STUSU kicks off annual spring general election

    (Aaron Sousa/AQ)

    The St. Thomas University Students’ Union is gearing up for its annual spring general election to elect new members to the executive and other position vacancies for the 2023-24 academic year.

    Nominations opened on Feb. 24 and the committee is looking to fill the roles of the entire executive team currently held by graduating students. After only one of 11 roles was filled during the fall by-election, STUSU hoped for a larger turnout in nominations this time around. 

    Minahil Fatima, STUSU’s vice president of administration, encourages students to take part in the general election and vote. 

    “It’s a great way to get in touch with students who are able to advocate for [other] students,” said Fatima. 

    Students who put their names forward as candidates were required to have supporting nominations with their applications. Those seeking a role on the executive team took part in a meeting on March 3 to go over the campaigning process and ask questions.  

    Candidates will begin their campaigns during reading week and will last until March 13. STUSU encouraged online campaigning to remain environmentally friendly and reduce paper waste. 

    They will then participate in executive debates where current executive members will grill candidates on their ability to sit on STUSU. Students will also have a chance to watch the debates online. 

    Exact dates and times are to be determined. 

    Once STUSU’s chief returning officer (CRO), Carlos Arroyo Chévez, releases the list of candidates nominated on March 13, STUSU is hosting an informal meet-and-greet in James Dunn Hall. 

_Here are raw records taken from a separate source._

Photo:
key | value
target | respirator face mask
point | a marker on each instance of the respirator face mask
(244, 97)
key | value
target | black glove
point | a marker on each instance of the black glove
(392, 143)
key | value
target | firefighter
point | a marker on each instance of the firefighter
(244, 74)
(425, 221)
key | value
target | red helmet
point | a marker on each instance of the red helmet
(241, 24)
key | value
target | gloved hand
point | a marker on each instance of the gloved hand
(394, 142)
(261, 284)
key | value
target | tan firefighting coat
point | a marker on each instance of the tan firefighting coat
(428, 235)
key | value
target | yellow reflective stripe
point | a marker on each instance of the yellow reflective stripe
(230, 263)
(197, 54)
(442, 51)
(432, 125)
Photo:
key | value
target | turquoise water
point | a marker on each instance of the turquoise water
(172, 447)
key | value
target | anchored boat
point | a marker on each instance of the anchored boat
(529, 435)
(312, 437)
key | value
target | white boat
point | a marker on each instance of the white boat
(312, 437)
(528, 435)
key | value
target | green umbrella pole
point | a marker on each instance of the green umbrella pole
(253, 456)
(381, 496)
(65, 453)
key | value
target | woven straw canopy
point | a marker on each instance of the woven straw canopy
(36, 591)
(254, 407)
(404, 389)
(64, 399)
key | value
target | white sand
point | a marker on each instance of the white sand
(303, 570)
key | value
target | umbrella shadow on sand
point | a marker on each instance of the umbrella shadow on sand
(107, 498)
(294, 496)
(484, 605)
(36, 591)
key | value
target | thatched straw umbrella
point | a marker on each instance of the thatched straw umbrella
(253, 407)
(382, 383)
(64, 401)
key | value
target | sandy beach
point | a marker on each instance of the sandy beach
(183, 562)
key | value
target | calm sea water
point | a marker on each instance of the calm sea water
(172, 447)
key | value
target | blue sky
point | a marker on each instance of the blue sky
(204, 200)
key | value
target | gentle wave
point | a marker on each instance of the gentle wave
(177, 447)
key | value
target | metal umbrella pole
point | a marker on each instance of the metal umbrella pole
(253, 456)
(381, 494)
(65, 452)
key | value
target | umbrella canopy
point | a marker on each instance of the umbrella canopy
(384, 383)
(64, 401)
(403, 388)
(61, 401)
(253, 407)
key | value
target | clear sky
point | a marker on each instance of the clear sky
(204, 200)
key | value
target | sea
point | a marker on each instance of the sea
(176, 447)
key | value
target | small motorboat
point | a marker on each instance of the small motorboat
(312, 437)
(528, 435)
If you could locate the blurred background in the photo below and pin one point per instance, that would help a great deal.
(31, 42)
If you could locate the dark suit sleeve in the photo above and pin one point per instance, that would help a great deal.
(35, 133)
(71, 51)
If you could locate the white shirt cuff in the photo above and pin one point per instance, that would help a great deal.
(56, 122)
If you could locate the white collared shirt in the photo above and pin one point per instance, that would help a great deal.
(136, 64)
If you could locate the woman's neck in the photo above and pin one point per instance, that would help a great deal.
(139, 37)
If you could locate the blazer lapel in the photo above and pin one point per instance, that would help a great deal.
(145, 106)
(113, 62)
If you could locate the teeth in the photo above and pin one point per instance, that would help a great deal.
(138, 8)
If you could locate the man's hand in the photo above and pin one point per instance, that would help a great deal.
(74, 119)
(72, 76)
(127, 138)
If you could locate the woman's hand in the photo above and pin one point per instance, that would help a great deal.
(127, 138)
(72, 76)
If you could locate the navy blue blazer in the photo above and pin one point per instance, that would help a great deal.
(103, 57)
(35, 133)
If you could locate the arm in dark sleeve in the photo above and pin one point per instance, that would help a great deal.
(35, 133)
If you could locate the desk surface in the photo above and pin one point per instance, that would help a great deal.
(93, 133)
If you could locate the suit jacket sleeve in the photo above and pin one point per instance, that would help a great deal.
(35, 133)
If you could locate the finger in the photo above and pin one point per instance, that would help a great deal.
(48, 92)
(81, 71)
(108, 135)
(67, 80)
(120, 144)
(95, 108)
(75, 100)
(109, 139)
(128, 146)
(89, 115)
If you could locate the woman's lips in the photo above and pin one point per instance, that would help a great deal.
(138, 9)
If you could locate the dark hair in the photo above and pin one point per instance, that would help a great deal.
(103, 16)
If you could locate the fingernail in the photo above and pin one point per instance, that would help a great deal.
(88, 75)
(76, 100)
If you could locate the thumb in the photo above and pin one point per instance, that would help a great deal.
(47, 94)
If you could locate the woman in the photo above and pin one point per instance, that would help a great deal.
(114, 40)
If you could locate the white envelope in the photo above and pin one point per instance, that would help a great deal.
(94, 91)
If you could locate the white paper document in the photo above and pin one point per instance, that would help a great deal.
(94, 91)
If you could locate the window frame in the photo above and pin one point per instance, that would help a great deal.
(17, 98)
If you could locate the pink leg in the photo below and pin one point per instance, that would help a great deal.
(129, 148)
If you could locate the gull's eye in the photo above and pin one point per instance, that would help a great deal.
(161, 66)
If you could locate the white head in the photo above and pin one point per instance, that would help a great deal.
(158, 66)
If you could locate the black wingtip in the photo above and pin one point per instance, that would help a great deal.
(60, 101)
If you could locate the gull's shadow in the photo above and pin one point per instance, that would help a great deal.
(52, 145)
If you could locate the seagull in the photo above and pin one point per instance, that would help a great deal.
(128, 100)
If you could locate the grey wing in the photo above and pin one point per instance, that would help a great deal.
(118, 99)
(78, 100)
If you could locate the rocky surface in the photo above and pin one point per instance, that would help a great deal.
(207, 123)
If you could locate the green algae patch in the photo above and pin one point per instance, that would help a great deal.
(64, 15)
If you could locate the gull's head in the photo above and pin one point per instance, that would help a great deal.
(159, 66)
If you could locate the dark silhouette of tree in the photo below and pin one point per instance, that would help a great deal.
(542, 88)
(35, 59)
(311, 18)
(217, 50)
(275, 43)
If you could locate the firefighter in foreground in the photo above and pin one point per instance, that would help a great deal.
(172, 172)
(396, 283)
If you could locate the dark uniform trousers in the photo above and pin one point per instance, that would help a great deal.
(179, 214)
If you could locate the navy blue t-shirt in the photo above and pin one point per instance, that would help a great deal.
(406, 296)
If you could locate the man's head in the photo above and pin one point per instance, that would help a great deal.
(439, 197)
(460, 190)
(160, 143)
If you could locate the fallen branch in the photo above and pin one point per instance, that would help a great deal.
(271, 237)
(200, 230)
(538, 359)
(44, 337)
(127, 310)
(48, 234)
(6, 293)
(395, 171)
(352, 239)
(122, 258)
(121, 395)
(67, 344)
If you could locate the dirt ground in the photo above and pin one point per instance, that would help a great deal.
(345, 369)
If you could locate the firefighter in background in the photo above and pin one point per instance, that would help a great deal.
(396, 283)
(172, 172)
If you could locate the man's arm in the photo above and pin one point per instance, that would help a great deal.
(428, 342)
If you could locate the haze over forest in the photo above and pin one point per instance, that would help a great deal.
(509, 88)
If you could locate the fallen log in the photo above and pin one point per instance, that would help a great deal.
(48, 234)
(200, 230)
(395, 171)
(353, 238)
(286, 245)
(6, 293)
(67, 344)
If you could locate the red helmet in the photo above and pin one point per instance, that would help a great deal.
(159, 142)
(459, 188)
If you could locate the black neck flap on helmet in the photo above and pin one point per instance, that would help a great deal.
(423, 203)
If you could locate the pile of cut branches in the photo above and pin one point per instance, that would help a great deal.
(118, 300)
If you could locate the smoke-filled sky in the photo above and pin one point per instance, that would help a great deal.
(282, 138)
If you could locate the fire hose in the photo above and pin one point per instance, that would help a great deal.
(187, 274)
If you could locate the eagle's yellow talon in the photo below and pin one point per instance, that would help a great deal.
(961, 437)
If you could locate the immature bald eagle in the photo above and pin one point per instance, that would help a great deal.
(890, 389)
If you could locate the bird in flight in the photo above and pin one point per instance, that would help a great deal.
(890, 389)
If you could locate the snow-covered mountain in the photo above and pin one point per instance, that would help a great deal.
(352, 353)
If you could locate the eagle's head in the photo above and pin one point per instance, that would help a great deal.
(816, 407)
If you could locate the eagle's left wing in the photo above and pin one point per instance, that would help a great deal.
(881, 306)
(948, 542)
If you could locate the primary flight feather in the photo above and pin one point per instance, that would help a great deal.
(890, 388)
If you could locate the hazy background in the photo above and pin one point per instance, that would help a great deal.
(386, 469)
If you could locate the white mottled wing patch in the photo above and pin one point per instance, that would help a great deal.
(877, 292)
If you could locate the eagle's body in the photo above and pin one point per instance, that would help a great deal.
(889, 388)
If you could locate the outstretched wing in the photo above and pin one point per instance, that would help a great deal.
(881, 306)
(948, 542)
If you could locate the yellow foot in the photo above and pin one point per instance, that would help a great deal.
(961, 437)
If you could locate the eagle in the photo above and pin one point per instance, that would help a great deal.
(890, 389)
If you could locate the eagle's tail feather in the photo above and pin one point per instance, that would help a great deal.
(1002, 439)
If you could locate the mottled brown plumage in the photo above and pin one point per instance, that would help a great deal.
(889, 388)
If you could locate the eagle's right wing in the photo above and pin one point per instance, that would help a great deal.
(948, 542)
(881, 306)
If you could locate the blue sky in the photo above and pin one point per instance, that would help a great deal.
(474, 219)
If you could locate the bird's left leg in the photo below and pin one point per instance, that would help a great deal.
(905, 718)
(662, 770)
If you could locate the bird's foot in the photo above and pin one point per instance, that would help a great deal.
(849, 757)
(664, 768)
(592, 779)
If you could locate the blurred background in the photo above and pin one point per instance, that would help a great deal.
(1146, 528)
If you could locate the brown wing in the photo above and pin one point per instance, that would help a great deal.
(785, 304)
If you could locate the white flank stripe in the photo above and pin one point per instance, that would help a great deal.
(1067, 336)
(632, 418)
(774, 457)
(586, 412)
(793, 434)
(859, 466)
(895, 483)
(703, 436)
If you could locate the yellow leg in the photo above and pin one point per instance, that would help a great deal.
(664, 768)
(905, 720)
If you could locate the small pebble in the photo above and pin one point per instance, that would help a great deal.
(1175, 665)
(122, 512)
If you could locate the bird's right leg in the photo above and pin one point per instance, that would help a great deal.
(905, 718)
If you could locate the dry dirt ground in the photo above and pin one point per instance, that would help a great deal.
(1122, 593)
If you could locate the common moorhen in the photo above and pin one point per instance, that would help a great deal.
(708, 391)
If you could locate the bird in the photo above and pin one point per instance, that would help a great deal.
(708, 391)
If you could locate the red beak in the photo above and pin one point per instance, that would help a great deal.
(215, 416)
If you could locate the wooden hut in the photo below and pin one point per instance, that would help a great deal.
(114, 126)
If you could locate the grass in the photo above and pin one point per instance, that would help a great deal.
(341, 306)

    “Candidates can talk to each other, get to know each other and talk to the executives as well,” said Fatima. 

    While the election will run business as usual, there is one major change from past years. 

    Last spring, controversy surrounded the election when some students were unable to vote for valedictorian, which resulted in allegations of voter fraud and the resignation of Victoria Young, that year’s valedictorian and STUSU’s vice president of student life. 

    “The only difference is that the valedictorian position is now selected by the university,” says Fatima. 

    Related: Valedictorian selection process changes for this graduating class

    Related: Graduating STU students speak out about inability to vote for valedictorian, by-election scheduled

    The voting period begins on March 14, while final results will be released on March 15. The 34-hour voting period will be advertised to all students through social media and email, who are encouraged to view the debates and send in their votes.